In case of a first order phase transition, the volume and temperature change in a discontinuous manner. However for phase transitions of higher order the change in volume and temperature can be continuous. 

I could not exactly understand the statement and thats why I thought what exactly it means by the order of a phase transition.
May I know what exactly it means by the order of phase transition? 
 A: In the graphic included in the related Wikipedia article, depicted is a type of space where the axes are thermodynamic variables.  You can similarly just think of any two dimensional plot with a line drawn on it.  The line can be understood to represent a function.  Normally if you want to find the slope of a function, you take the first derivative of that function.  If the first derivative of the function has a discontinuity (e.g. a point were the function is no longer well defined), and the variable in question is a thermodynamic variable, then by definition the phase transition is a first order phase transition (because the discontinuity occurs in the in the first derivative of the function).  

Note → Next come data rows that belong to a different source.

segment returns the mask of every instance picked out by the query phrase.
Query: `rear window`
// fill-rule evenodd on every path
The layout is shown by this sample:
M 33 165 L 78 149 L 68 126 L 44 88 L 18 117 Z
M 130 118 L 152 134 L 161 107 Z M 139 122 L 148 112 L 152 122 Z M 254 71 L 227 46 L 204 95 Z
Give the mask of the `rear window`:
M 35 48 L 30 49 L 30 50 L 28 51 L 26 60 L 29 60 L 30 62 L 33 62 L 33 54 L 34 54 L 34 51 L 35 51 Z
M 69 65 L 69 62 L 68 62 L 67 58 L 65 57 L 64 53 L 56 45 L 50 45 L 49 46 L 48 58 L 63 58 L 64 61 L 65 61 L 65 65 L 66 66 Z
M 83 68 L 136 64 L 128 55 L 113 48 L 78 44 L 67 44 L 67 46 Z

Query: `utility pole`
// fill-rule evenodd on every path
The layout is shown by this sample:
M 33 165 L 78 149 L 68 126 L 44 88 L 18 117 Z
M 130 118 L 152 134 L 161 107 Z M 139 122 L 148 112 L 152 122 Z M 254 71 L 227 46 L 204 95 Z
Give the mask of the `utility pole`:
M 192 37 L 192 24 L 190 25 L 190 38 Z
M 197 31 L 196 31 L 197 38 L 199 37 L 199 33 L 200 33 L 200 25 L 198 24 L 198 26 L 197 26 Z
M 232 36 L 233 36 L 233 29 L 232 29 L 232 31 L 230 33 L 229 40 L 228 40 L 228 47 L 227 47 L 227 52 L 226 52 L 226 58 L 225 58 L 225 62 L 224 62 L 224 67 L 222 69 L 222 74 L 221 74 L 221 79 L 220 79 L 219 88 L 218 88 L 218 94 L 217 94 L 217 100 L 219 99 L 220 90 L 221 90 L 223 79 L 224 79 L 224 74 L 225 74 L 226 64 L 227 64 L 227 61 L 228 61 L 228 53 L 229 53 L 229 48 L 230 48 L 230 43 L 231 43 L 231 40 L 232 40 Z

Essentially, the scheme is using an understanding of the properties of derivatives of math functions in order classify the types of phase transitions. Without a proper understanding of the related mathematical concept, its understandable that this classification isn't immediately obvious. I hope this helps. 
A: Broadly speaking Hal is right. Let me try to make it a bit more transparent if you don't mind. The 1st derivative of the Gibbs free-energy of the system w.r.t T, at constant P, is the entropy of the system, while the derivative w.r.t P, at constant T, is the volume. If these quantities are discontinuous at the CP (critical point,) the phase transition is said to be first order, because of the singularity of the 1st derivative. On the other hand, the 2nd derivative w.r.t T, at constant P, relates to the specific heat of the system. If the specific heat is singular at the CP then the phase transition is said to be second order. Therefore, the terms 1st and 2nd order phase transition are general, and distinguish one type from the other, as the physics behind these two can relate to very different properties of condensed matter or other fields of physics. For example, at an elastic 1st order phase transition the volume and entropy of the crystal undergo abrupt change at CP. If the transition is 2nd order, the specific heat of the crystal grows singularly, and at the same time the speed of the vibrational mode leading the transition tends to zero (mode softening!)